Even though it is unclear if phytoestrogens have a significant impact on your body compared to animal estrogen or synthetic estrogen, to be on the safe side, I recommend skinny men avoid or minimize the amount of soy and flax they consume.

Of all meat, grain-fed meat is the most dangerous as animals that eat grain are typically fed soy (although soy is technically a legume), which results phytoestrogen in the animal. The animal is also typically injected with synthetic estrogen to fatten them up quickly. As a result, grain-fed meat has an estrogen triple whammy: plant estrogen, animal estrogen, and synthetic estrogen. Grass-fed animals raised in a traditional and ethical manner would produce meat that contains only animal estrogen.

Step 3: Consume estrogen blockers

Estrogen is hard to avoid in food. They are highest in concentration in soy, flax, grain-fed meat, and dairy milk. That being said, even if a small amount of estrogen gets into your body, food that contains estrogen blockers can be consumed. These lower the amount of estrogen in your body.

Cruciferous vegetables (mainly green vegetables e.g. kale, spinach, brocolli) are excellent estrogen blockers because they contain DIM (3,3′-diindonylmethane), which helps the liver flush out estrogen from your body. A number of low-fructose fruits also lower estrogen levels. These estrogen-lowering fruits include citrus fruits like lemon and oranges, as well as pomegranate.

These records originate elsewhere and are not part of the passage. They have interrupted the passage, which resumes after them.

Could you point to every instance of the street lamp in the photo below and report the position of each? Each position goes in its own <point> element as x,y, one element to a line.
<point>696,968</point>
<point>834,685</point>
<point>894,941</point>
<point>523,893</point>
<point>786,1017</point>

Step 4: Create your own mass gainer

As I said earlier, most young men make the mistake of chowing down on protein shakes, thinking they will gain weight. This is a mistake. Not only does a high-protein diet blunt testosterone levels but protein fills you up quickly, which means you will consume fewer calories.

If you look at “mass gainers” in bodybuilding stores, the basic formula for these gainers is about 50% to 70% carbs and the remainder is protein. Rather than buy expensive mass gainers, it is better to simply mix oats (a carb) into vegan protein powder. Oats can be purchased from most supermarkets for almost nothing. For better mixability, it is also possible to buy powdered oats or steel cut oats (although these are more expensive).

A benefit of using oats rather than other carbs (such as maltodextrin) is that oats contain saponins, which are a natural steroid that boosts muscle mass. (Quinoa is another good source of saponins.)